# Adhesive Garmin Mount?



## JackMauer (May 11, 2019)

I am looking to mount my Garmin to the top tube because I am not to keen on having it stick on the handlebar and my stem is too short.

I found the following and it it looks awesome ...https://www.76projects.com/shop/51vz26zcy37ii3p2ual886rt1krtj7-xena5

... unfortunately it is currently out of stock and eventually it will ship from the UK.

Does anyone know of similar mounts? I scoured eBay but was only able to find the adhesive male part.

I'd appreciate it if anyone has any leads, otherwise I will try to sugru one of these to my toptube.

Thanks!


----------



## Tribble Me (Aug 27, 2012)

I was able (through google) to find an STL file of the male part and printed a couple of copies to use to glue to the back of phone cases. If you have access to a 3-d printer you may be able to find a file with the female part to print. Of course, you'd have to attach it to the bike somehow but that shouldn't be too hard.

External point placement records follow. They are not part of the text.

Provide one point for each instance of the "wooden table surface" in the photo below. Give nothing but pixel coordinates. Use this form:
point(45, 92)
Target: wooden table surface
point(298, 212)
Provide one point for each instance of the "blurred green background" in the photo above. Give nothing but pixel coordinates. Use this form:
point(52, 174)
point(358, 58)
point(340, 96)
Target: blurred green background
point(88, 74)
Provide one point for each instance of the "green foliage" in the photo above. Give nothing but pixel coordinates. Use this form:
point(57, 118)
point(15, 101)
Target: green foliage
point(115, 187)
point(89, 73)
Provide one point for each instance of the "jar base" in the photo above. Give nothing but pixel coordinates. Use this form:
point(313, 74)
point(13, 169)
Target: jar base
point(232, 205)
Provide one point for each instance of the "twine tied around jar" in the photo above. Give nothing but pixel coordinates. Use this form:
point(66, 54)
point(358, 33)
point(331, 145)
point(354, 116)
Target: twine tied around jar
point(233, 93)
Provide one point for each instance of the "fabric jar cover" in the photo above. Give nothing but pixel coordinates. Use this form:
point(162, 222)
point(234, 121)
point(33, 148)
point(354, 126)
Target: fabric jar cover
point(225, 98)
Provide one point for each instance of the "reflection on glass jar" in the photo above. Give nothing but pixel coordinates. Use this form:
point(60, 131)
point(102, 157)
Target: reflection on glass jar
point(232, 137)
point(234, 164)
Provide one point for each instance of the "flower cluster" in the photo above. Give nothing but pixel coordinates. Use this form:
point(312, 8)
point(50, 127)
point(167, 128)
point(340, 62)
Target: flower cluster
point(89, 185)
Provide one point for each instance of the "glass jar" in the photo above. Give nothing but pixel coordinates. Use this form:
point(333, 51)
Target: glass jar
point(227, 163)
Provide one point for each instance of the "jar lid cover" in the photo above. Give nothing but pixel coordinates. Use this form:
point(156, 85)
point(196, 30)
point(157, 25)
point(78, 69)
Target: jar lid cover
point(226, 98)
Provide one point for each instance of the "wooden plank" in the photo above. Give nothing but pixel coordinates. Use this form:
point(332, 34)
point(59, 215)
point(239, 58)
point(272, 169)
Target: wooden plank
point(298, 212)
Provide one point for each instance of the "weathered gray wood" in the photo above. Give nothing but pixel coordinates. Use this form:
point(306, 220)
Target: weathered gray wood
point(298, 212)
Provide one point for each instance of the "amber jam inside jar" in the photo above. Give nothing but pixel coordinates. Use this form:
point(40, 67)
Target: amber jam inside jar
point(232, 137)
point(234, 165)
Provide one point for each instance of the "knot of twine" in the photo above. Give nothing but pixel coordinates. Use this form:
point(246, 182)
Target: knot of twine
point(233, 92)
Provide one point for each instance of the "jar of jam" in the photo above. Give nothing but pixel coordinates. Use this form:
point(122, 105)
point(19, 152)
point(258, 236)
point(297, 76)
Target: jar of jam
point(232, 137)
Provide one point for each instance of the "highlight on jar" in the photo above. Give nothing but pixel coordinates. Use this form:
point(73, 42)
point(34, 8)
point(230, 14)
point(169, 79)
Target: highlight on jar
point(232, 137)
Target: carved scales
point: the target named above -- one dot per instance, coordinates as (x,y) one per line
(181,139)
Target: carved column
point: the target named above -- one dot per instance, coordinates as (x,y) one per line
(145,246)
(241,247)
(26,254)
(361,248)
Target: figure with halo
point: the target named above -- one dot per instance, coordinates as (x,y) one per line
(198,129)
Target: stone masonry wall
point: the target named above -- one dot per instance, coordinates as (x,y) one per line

This part https://www.thingiverse.com/thing:2540442 looks like it is made to strap on with velcro or nylon strapping.


----------



## ghettocruiser (Jun 21, 2008)

Getting flat adhesive mounting plates to stick to curved tubes is a bit dicey


----------



## notso (Jan 22, 2015)

as far as the adhesive goes, get a roll of the foam core 3M VHB tape. I think it's the same stuff that go-pro uses on their adhesive mounts. the foam core will help somewhat with curved surfaces. If you're 3d printing a mount anyway, just make it match the frame tube shape.


----------



## thasingletrackmastah (Nov 15, 2005)

And something like this ?


----------



## JackMauer (May 11, 2019)

Thanks all! Looks like the models from thingiverse can be ordered on demand so i'll have a look around that site.


----------



## thasingletrackmastah (Nov 15, 2005)

Use a lanyard with all mounts, but especially with the 3D printed mounts


----------